Mini Latissimus Dorsi Flap
This method is used for when only part of the breast has been removed (as with breast conserving surgery) and therefore a part of the muscle is removed from the back (usually no skin is removed) and placed into the breast to fill in the hole. This procedure will not be used with a mastectomy.

Advantages
– This method can result in an excellent breast shape (more natural than compared to implant reconstruction) and can be used in both immediate and delayed reconstruction.
– The operation is very reliable.
– As much of the original breast remains intact there is good sensation in the overall breast.

Disadvantages
– It’s important for the patient to consider whether a mastectomy might be planned for the future, as this procedure will use up one of the major reconstructive tools (muscle from the back) and could therefore not be used at a later date.
– Radiotherapy will still be required (as with most breast conserving surgery treatment).
– The back tends to have more problems healing and will leave a hollow in the back, but should not cause any long term problems.

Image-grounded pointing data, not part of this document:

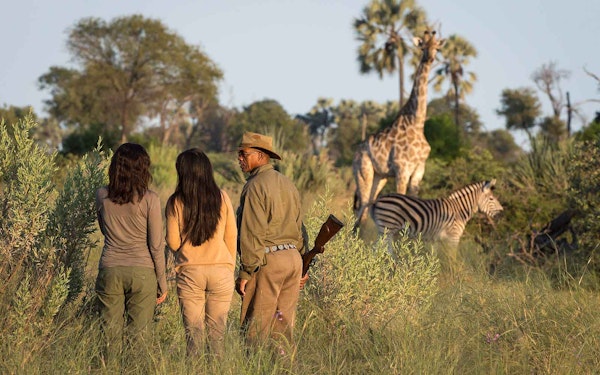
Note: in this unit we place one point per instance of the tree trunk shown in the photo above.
(569, 115)
(401, 79)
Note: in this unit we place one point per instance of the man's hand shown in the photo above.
(161, 299)
(240, 286)
(303, 281)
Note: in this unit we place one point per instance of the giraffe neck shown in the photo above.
(417, 102)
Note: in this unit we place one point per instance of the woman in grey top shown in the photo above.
(131, 273)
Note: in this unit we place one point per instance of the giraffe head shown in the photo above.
(429, 44)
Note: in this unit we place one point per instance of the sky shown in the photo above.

Surgical Recovery & Final Outcome
– Length of stay in hospital – usually 6 days.
– Length of surgery – usually between 3-4 hours.
– Time restricted to bed – 2 days, in which a bladder catheter will need to be fitted.
– Time to walking – patients should be able to walk after 4 days, and walk without any discomfort after 10 days.
– Time to exercise – patients should be able to exercise after 4 weeks of recovery.
– Time to full recovery – patients should feel fully recovered and be able to return to work by 2-3 months.
– Dressings – patients will wear dressings on the breast and back for 2 weeks.
– Bras & clothing – patients are advised to wear a pressure garment for 4 weeks.
– There is around a 5% risk of experiencing problems with the back – stiffness in the shoulder, fluid collection and possibly infection around the implant following surgery.
– There is a 3% chance of experiencing reconstruction problems – infection around the implant, part or total failure of the reconstruction succeeding.
– There are moderate risk of having long term problems – implant firmness and poor symmetry compared to the other breast.